Tegen deze uitspraak heeft de vreemdeling, vertegenwoordigd door mr. P.H. Hillen, advocaat te Tilburg, hoger beroep ingesteld.
De staatssecretaris en de Raad voor de Rechtspraak hebben desgevraagd schriftelijke inlichtingen gegeven, waarop de vreemdeling heeft gereageerd.
De vreemdeling heeft een nader stuk ingediend.
Overwegingen
Inleiding
1. De vreemdeling heeft op 24 oktober 2022 beroep ingesteld tegen de maatregel van bewaring. Op 31 oktober 2022 heeft hij de voor de behandeling van zijn beroep aangewezen rechter schriftelijk gewraakt. Deze rechter heeft op 2 november 2022 de al geplande zitting geopend en onmiddellijk geschorst wegens de wraking. Het wrakingsverzoek is op 18 november 2022 afgewezen, waarna een nieuwe zitting plaatsvond op 30 november 2022.

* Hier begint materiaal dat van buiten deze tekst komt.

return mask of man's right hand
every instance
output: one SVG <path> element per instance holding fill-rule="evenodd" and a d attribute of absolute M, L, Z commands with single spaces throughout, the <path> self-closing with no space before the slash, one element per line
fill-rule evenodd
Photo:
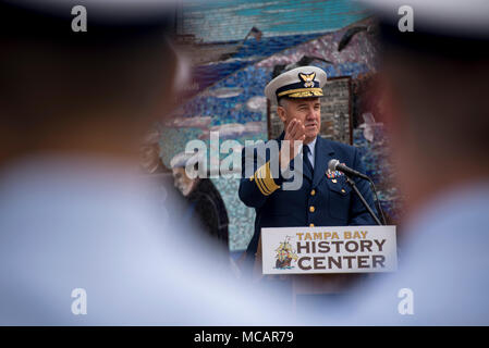
<path fill-rule="evenodd" d="M 298 154 L 301 145 L 306 138 L 306 128 L 304 124 L 296 119 L 292 119 L 285 129 L 284 140 L 289 140 L 289 154 L 283 151 L 283 147 L 280 150 L 280 167 L 286 169 L 289 163 Z"/>

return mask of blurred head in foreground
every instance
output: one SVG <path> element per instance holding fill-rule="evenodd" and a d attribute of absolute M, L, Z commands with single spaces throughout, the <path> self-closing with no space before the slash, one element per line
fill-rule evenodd
<path fill-rule="evenodd" d="M 449 188 L 487 181 L 488 2 L 365 2 L 380 18 L 382 104 L 408 212 Z"/>
<path fill-rule="evenodd" d="M 170 4 L 84 3 L 87 30 L 73 32 L 76 1 L 1 2 L 2 163 L 40 151 L 133 160 L 171 108 Z"/>

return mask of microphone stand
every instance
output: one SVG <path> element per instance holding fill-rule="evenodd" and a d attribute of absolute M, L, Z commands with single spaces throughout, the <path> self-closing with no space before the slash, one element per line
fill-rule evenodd
<path fill-rule="evenodd" d="M 346 177 L 346 183 L 350 184 L 350 186 L 352 186 L 353 190 L 356 192 L 356 195 L 358 196 L 358 198 L 360 199 L 362 203 L 364 203 L 365 208 L 367 209 L 368 213 L 371 215 L 371 217 L 375 220 L 375 222 L 379 225 L 382 226 L 382 223 L 380 222 L 379 217 L 377 217 L 377 215 L 374 213 L 374 211 L 371 210 L 370 206 L 368 206 L 367 201 L 365 200 L 364 196 L 362 196 L 360 191 L 358 190 L 358 188 L 356 187 L 355 182 L 346 174 L 344 174 L 344 176 Z"/>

2. Deze uitspraak gaat over de vraag of de gewraakte rechter bevoegd was de zitting van 2 november 2022 te openen en te schorsen en of de rechtbank heeft voldaan aan haar verplichting om de vreemdeling spoedig ter zitting te horen (artikel 94, vierde lid, van de Vw 2000).
Oordeel van de rechtbank
3. De rechtbank heeft overwogen dat zij bevoegd is procesbeslissingen te nemen die geen uitstel kunnen dulden en dat daarvan in dit geval sprake was gelet op het bepaalde in artikel 94, vierde lid, van de Vw 2000.
Hoger beroep
4. De vreemdeling betoogt in zijn eerste grief dat de rechtbank niet heeft voldaan aan haar in artikel 94, vierde lid, van de Vw 2000 genoemde verplichting om hem tijdig ter zitting te horen. Hij voert aan dat de gewraakte rechter de zitting van 2 november 2022 niet mocht voorzitten. Volgens hem was er in de tijd tussen het indienen van het wrakingsverzoek en die zitting voldoende tijd om een andere voorzitter aan te wijzen die een aanvang kon maken met het horen ter zitting. Er is daarom volgens hem op 2 november 2022 geen aanvang gemaakt met het horen ter zitting, zodat de in de voornoemde bepaling genoemde termijn van veertien dagen is overschreden.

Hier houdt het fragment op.